Let me try an example suspicion: if I bet very conservatively, I seem to get crap cards for 20 hands or more (I will almost always fold them unless the blinds have me in the game). Is that a statistically reasonable series? As I typically fold anything below a J7, I'm in at the flop maybe 20% of the time...I'm certainly no expert in the Poisson distribution, but to have 20 hands in sequence be below average opening cards doesn't seem reasonable. But maybe running a million hands in a Monte Carlo simulation would show how probable that event really is.

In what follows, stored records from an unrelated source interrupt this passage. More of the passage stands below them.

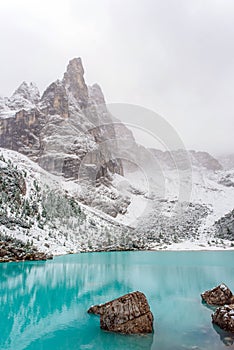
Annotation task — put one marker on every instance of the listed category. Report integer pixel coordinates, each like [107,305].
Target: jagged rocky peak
[96,94]
[55,100]
[27,91]
[75,83]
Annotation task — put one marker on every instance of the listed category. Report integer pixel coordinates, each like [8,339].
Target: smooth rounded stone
[129,314]
[220,295]
[224,317]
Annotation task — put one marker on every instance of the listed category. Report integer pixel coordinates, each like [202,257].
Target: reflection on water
[43,304]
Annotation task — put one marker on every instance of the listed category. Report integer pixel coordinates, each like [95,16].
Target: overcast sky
[175,57]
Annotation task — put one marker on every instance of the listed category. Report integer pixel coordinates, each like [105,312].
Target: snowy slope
[61,229]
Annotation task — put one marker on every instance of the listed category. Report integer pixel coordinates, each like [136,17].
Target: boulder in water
[224,317]
[129,314]
[220,295]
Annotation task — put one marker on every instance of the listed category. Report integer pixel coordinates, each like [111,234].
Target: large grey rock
[220,295]
[129,314]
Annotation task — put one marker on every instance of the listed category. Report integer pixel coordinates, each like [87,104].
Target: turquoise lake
[43,305]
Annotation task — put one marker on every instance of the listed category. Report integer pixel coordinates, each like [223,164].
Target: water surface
[43,304]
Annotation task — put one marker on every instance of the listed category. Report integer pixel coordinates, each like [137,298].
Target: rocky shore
[12,249]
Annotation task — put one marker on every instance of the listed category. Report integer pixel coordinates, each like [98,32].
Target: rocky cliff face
[64,128]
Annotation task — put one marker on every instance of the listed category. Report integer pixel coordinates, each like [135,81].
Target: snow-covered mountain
[67,185]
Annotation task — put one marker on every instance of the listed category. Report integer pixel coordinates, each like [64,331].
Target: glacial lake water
[43,305]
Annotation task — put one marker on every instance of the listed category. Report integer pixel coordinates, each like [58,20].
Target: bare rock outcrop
[224,317]
[220,295]
[129,314]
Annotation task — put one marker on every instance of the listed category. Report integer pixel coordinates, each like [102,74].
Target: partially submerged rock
[129,314]
[220,295]
[224,317]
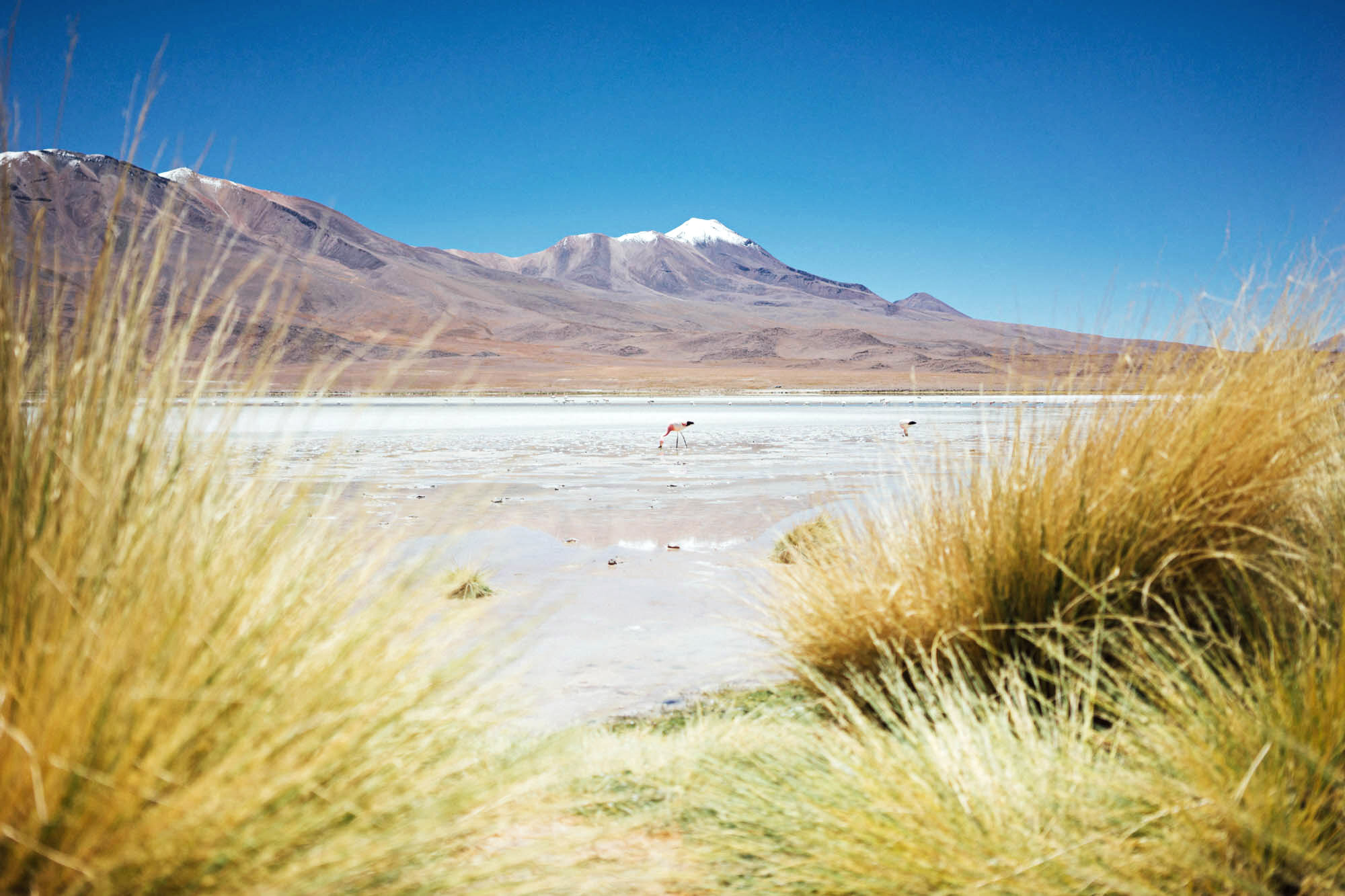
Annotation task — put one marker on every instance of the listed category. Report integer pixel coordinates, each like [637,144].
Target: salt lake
[547,493]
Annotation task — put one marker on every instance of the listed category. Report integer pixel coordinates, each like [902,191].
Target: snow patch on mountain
[699,232]
[188,175]
[71,158]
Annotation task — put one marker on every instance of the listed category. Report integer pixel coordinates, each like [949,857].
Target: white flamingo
[677,431]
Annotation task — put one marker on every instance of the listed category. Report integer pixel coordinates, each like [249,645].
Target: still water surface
[545,493]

Quote: NathanAbout unfair gameplay on Gambling Apps, I remember a guy saying he was getting constant really good hands on a Poker game in Practice free gambling app. He took a good look at what the practice Dealer was doing and he realized the practice Dealer wasn't dealing the cards the right way and he most likely would have lost his money had he went to a real world Casino using the practice app as a guide. On a hilarious side note, a gambling app had this disclaimer, "This Gambling app gives better payouts than a real world Casino. We are not legally responsible if players lose wagers in a real world Casino using this gambling app as a guide!" LMAO!
Yessir.
People want to be fooled by randomness (read: Taleb) and in general have a very poor grasp of statistics and odds (read: innumeracy and Kahneman).
WHY people want to be fooled is beyond me, but they do.